Всего неделю назад состоялся этот неприятный разговор, но Лялечка уже справилась и с ревностью, и с волнением, да и с ситуацией, как говорили иностранные друзья — с проблемой. И что особенно важно, сердце ее не перестало ухать и замирать, когда она смотрела в глубокие, немного мутные глаза Кирилла.
— Я беременна, — сказала ей Афина, когда они вышли из школы и, отказавшись от папиной машины, пешком прогуливались по старому, еще довоенному бульвару.
Ляля смотрела под ноги, аккуратно переступала через лужи и удивлялась упорству природы, которая снова и снова, безнадежно, одержимо дарила земле свои плоды, хотя они обязательно должны были умереть. Почему именно тогда она подумала о смерти? Неужели Афина была ей так противна? Так отвратительна? Так опасна?

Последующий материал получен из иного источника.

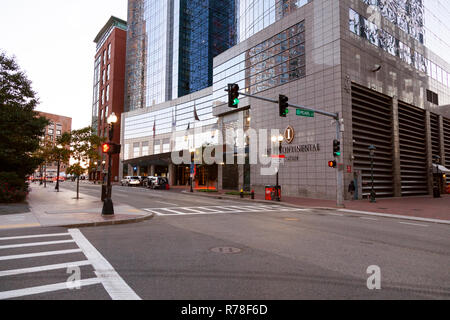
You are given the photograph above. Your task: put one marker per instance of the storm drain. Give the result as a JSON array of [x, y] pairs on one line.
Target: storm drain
[[226, 250]]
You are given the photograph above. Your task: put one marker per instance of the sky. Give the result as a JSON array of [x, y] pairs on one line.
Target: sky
[[53, 42]]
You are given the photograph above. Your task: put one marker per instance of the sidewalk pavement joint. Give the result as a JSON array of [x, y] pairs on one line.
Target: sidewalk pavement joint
[[65, 211], [348, 211]]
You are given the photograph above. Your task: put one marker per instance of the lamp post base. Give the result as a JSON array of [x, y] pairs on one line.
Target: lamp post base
[[372, 198], [108, 207]]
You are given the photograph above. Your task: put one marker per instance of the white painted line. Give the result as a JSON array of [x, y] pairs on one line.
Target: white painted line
[[35, 244], [43, 289], [365, 218], [251, 208], [168, 203], [171, 210], [39, 254], [192, 210], [44, 268], [210, 209], [224, 208], [396, 216], [335, 214], [116, 287], [415, 224], [36, 236]]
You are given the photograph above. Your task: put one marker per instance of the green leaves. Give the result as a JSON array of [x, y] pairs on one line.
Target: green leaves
[[20, 126]]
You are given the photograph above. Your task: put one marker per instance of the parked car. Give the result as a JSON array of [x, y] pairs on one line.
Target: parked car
[[134, 181], [124, 181], [161, 183], [149, 181], [130, 181]]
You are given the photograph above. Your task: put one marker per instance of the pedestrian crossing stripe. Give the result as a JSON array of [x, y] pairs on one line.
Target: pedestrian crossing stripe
[[106, 276], [183, 211]]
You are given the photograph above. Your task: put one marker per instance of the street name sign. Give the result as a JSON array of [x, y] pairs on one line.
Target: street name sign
[[305, 113]]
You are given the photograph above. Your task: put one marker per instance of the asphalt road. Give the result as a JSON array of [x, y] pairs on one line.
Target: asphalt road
[[197, 248]]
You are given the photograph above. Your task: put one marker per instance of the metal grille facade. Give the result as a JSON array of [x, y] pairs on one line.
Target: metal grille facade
[[372, 124], [413, 151]]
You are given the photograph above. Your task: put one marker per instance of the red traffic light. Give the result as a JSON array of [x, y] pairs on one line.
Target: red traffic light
[[332, 164], [106, 148]]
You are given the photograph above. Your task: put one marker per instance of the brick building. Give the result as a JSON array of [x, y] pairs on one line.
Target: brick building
[[58, 125], [109, 77]]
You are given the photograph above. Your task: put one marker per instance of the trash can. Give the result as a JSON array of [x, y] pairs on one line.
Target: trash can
[[270, 190], [104, 191], [271, 193]]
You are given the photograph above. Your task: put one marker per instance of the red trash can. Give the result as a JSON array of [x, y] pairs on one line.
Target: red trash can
[[270, 191]]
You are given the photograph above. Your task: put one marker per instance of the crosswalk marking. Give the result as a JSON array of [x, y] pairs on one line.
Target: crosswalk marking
[[39, 254], [183, 211], [105, 274], [35, 244], [44, 289], [116, 287], [36, 236], [44, 268]]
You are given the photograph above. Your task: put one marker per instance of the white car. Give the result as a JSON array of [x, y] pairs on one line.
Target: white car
[[134, 181]]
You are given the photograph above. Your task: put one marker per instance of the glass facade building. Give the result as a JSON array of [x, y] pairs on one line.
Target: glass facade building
[[256, 15], [417, 18], [171, 46]]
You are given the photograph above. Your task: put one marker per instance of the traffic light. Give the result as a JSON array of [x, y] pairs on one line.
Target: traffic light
[[106, 148], [283, 105], [337, 148], [111, 148], [233, 95], [332, 164]]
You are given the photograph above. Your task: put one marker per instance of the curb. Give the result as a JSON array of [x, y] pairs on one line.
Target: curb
[[385, 215], [106, 223], [225, 197]]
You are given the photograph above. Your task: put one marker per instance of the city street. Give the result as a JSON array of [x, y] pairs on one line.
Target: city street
[[205, 248]]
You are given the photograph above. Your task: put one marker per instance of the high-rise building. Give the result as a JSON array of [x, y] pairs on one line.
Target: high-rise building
[[381, 66], [109, 79], [171, 46]]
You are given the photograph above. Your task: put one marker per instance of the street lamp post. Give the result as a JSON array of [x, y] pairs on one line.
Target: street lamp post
[[372, 149], [108, 207], [436, 178], [278, 139], [191, 175], [95, 172], [58, 148]]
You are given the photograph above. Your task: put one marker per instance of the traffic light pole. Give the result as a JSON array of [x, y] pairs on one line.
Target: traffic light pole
[[339, 136]]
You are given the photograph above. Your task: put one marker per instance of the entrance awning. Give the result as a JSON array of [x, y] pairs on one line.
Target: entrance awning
[[441, 168]]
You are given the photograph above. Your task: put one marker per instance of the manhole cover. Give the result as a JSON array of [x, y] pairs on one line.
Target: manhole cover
[[291, 219], [226, 250]]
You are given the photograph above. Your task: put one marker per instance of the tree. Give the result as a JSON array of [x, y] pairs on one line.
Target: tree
[[83, 145], [21, 128]]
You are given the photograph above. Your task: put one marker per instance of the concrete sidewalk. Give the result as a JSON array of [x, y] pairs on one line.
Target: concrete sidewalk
[[424, 207], [50, 208]]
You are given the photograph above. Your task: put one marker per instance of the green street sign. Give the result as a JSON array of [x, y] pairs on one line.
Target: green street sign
[[305, 113]]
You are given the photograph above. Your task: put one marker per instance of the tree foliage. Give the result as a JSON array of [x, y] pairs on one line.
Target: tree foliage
[[21, 128]]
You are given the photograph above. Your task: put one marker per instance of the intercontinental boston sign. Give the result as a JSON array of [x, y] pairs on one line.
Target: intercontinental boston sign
[[293, 152]]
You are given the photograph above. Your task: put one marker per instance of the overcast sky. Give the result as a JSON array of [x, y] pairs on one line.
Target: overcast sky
[[53, 43]]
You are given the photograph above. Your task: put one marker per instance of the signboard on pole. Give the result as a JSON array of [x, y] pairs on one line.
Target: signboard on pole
[[305, 113]]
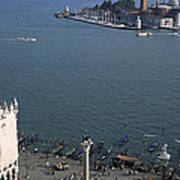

— Я беременна, — тупо повторила подруга. — И я еще не закончила школу.
— Тебе страшно, что все узнают? — спросила Лялечка, как бы примеряя это горе на себя. Ей бы не было страшно. Даже без аттестата и с позором. Не было бы. — Я должна тебе помочь? Найти врача?
— Меня мать убьет… А если я буду бесплодной после этого? — Афина четко выговаривала слова и артикулировала звуки. Ей можно было бы работать сурдопереводчиком. Такие как раз появились на телеэкранах, вызывая поначалу бурный смех молодежи и бездарные пародии эстрадных артистов. — А институт? Что теперь будет, Лялечка? Что будет?
— Я не знаю. — Ляля действительно растерялась тогда. Это был страшный случай. Ужасный шлейф сочувственных и осуждающих разговоров. И потом, после всего — еще и бесплодие. — Я бы рожала, — вдруг выпалила она и осеклась. Вот тогда и дошло до нее. Вот тогда и стало понятно, почему именно ей и с такой настойчивостью сообщала об этом Афина… Наш пострел везде поспел. Но как говорила Марья Павловна, благоволившая и расположенная всей душой только к Лялечке: «Сучка не схочет, кобель не вскочит». Вот и вся правда.